From Eatingrules.com:

Homemade Tomato Sauce
Author: Tina Ferris
Recipe Type: Sauce
  • 4-5 pounds very ripe tomatoes
  • 2 tbsp olive oil
  • pinch of salt
  1. Bring a large stockpot of water to a boil.
  2. One by one, use tongs to place each tomato into the boiling water. Leave each tomato for about 30-45 seconds. Then, use tongs to remove each tomato and place immediately into an ice water bath in a large bowl.
  3. This is my favorite part. The skins of the tomatoes will crack and start to peel; all you have to do is simply peel the skins off completely. (You can save these skins to make your own hearty tomato paste!)
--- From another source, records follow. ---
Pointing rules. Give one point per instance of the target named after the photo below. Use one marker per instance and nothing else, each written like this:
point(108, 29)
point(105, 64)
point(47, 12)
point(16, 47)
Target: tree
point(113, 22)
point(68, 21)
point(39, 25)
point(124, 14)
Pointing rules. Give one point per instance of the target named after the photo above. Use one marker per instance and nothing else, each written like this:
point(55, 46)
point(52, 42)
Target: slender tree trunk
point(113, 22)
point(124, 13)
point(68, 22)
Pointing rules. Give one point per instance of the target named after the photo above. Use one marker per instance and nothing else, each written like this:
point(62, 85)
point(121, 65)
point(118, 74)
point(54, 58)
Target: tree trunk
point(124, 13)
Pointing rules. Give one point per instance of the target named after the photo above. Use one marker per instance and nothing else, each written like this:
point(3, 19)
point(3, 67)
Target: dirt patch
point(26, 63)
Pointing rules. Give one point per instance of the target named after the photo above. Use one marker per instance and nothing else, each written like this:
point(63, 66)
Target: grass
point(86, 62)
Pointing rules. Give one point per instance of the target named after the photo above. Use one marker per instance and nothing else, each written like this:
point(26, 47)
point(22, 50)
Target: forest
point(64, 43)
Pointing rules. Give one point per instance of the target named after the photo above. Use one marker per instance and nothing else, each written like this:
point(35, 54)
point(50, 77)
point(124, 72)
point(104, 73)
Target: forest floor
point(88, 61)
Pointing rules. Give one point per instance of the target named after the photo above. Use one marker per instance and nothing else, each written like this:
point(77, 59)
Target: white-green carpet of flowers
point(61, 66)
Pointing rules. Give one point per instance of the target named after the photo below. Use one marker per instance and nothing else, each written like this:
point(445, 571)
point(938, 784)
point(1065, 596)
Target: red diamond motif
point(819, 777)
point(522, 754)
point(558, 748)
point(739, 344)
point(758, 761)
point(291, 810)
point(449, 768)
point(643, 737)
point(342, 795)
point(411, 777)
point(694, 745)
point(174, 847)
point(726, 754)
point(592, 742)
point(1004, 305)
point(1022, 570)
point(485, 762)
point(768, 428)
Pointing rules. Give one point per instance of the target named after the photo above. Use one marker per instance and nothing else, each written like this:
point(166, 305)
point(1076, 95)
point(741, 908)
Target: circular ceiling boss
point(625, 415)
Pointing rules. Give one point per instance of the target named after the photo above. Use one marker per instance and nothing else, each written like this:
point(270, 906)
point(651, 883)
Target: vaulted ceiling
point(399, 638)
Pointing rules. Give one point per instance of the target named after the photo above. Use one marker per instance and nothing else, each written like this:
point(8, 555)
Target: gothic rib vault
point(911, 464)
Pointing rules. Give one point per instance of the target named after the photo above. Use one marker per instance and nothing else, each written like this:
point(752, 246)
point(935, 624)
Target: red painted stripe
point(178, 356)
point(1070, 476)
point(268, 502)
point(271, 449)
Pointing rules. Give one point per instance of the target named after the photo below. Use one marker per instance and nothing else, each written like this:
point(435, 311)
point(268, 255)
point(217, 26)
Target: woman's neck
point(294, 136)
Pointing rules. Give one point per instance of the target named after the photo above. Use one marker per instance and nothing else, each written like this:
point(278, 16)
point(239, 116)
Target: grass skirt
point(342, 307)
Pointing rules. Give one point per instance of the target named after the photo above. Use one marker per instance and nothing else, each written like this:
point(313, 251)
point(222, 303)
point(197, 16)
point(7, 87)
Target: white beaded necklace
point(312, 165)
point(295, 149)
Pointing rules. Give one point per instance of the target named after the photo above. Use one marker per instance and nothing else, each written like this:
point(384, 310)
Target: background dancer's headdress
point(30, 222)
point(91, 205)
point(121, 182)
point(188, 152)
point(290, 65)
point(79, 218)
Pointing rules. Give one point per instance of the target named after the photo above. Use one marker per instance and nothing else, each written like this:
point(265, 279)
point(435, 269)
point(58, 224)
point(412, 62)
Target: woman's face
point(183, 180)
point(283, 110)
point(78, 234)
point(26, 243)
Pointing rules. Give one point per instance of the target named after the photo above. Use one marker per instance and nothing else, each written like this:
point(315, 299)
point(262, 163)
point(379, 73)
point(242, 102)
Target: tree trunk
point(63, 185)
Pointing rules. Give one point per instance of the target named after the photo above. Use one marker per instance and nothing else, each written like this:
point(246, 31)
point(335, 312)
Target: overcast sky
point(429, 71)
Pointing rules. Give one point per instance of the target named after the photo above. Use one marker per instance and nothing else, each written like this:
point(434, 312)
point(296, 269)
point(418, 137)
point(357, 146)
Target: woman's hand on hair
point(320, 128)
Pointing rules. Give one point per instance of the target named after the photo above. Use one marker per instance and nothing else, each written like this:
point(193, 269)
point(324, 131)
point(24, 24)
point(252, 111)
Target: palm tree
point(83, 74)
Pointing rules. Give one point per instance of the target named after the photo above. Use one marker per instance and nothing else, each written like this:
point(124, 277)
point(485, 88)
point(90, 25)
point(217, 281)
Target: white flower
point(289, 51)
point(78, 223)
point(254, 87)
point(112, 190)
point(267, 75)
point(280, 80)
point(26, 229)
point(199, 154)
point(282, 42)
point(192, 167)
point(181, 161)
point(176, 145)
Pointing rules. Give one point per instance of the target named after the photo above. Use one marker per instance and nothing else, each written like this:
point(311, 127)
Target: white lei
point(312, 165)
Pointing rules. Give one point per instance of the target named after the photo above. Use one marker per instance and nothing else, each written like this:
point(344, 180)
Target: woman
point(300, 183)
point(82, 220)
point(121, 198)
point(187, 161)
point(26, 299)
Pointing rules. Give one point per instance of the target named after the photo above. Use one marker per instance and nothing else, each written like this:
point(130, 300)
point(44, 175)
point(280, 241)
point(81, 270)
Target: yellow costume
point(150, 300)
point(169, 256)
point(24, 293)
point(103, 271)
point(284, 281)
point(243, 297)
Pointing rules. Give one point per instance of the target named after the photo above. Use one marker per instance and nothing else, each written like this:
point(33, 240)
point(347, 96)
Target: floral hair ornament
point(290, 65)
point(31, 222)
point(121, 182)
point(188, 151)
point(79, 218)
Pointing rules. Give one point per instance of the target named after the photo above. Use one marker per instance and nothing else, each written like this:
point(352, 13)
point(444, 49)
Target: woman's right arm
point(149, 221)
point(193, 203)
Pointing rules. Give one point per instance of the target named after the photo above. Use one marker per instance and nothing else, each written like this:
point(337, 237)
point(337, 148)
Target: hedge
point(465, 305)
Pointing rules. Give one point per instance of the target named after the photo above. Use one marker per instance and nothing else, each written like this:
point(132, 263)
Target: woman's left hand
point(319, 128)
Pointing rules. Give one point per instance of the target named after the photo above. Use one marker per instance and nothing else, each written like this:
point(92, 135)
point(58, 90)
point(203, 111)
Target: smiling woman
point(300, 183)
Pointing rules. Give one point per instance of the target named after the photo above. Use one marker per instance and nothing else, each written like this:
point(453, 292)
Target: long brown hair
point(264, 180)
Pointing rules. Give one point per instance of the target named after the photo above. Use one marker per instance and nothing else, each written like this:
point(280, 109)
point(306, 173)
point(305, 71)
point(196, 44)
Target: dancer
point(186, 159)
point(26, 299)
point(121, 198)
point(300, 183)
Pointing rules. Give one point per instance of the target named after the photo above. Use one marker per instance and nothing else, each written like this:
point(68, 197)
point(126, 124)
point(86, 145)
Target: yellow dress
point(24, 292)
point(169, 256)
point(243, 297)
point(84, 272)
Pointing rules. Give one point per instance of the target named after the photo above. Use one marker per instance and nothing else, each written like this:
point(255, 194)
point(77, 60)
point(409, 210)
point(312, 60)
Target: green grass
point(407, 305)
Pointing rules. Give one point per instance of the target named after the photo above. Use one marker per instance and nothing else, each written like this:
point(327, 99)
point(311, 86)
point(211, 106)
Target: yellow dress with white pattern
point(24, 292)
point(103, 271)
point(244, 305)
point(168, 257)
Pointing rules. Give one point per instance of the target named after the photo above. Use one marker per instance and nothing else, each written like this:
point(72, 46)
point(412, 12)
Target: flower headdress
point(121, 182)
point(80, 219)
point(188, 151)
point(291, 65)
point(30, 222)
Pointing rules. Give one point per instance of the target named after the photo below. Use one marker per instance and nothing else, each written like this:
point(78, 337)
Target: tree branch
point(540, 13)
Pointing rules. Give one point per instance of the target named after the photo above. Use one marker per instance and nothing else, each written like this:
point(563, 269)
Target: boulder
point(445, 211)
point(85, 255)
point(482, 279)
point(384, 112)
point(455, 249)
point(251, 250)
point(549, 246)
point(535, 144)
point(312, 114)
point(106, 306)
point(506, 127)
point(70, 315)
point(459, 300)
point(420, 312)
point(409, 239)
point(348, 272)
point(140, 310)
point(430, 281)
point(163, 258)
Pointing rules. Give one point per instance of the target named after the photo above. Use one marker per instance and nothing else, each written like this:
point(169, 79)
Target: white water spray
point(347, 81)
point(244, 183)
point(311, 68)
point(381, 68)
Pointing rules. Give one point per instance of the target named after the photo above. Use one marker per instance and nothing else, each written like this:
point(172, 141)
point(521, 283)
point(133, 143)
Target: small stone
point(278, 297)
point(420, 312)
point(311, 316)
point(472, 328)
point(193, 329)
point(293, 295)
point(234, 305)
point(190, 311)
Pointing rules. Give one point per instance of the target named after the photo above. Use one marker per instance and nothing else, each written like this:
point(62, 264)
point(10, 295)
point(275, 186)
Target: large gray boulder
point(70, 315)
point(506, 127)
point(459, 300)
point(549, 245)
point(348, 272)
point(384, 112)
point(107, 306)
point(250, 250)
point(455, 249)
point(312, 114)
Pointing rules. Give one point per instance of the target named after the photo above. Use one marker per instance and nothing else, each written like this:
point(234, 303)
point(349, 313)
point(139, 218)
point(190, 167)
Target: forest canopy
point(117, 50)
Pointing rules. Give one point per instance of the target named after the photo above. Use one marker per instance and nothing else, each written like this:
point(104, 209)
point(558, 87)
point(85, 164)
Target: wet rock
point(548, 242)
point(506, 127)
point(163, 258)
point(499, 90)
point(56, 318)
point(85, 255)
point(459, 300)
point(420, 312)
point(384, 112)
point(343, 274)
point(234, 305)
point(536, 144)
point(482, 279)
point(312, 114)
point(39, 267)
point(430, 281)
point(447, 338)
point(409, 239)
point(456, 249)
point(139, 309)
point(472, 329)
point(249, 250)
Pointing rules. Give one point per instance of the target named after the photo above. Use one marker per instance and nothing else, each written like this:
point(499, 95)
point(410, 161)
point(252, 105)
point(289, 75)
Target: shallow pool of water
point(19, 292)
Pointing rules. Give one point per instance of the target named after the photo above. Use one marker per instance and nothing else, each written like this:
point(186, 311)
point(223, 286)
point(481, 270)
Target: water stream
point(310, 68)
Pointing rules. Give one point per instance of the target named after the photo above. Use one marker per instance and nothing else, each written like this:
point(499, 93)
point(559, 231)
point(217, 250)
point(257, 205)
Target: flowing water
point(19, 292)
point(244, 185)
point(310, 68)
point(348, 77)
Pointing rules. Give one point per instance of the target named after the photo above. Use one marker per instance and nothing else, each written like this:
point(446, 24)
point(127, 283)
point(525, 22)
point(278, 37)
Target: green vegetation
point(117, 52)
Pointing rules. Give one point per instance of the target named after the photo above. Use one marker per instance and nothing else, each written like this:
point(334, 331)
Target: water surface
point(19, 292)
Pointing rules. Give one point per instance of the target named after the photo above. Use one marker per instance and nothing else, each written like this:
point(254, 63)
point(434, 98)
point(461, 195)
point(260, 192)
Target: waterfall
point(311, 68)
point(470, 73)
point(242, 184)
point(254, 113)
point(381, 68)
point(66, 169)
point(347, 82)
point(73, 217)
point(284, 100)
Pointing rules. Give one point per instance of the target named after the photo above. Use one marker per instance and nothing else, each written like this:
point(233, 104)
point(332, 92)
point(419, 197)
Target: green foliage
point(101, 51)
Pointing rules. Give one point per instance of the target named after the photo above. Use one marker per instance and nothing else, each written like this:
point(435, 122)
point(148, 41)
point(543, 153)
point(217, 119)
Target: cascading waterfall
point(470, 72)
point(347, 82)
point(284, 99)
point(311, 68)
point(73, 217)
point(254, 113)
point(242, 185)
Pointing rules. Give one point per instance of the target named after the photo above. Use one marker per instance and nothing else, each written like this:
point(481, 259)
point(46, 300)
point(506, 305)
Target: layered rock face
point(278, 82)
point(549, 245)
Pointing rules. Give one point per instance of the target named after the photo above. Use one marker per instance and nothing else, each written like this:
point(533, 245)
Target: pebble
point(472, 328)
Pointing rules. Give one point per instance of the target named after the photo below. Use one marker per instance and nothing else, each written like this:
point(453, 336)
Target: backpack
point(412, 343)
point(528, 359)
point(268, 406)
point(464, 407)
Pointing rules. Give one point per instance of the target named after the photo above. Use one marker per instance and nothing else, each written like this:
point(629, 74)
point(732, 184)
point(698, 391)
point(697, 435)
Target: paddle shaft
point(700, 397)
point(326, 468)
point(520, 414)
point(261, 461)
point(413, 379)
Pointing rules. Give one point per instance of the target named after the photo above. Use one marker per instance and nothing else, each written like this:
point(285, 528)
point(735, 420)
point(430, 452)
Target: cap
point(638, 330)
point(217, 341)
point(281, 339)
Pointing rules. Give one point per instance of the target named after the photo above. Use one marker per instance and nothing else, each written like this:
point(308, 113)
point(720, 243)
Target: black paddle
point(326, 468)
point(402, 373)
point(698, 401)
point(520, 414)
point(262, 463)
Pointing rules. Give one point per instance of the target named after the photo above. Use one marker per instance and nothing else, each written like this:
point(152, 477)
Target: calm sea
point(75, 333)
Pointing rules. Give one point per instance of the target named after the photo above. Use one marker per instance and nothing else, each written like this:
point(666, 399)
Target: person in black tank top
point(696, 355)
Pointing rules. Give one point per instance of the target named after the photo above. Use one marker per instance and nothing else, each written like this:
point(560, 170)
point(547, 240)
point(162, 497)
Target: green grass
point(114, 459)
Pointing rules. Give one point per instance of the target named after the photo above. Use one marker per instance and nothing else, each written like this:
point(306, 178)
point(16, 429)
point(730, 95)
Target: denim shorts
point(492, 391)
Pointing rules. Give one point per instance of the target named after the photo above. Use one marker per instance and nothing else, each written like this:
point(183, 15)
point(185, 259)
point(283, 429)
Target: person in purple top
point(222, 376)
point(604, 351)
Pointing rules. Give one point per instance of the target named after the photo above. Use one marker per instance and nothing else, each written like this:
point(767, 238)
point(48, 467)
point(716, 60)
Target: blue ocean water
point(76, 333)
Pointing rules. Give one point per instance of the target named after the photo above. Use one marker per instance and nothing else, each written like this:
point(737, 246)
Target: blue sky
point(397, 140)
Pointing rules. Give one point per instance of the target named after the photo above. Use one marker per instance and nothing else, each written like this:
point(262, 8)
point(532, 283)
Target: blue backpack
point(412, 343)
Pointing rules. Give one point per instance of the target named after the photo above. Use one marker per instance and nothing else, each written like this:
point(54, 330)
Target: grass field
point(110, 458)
  4. Using a knife, quarter each of the tomatoes and cut away ant of the hard pieces.
  5. Now, it’s time to squeeze out the seeds and excess water. Place an empty bowl on your work surface and squeeze out the seeds and liquid. Place the drained tomatoes in a strainer and allow them to strain longer. Don’t worry if you don’t get every seed out. The point is not perfection; the point is rustic, homemade goodness.
  6. Heat the olive oil in a large skillet over high heat. Place the tomatoes in the skillet and bring to a boil.
  7. Bring the heat down to a simmer. There is no need to break apart the tomatoes. Over time, they will simmer down and break apart. Simmer for at least 45 minutes. You may simmer longer depending on your desired thickness. Less time results in a chunkier sauce whereas more time will result in a thinner one. At the end, finish it off with a pinch of organic sea salt and stir it in. Enjoy!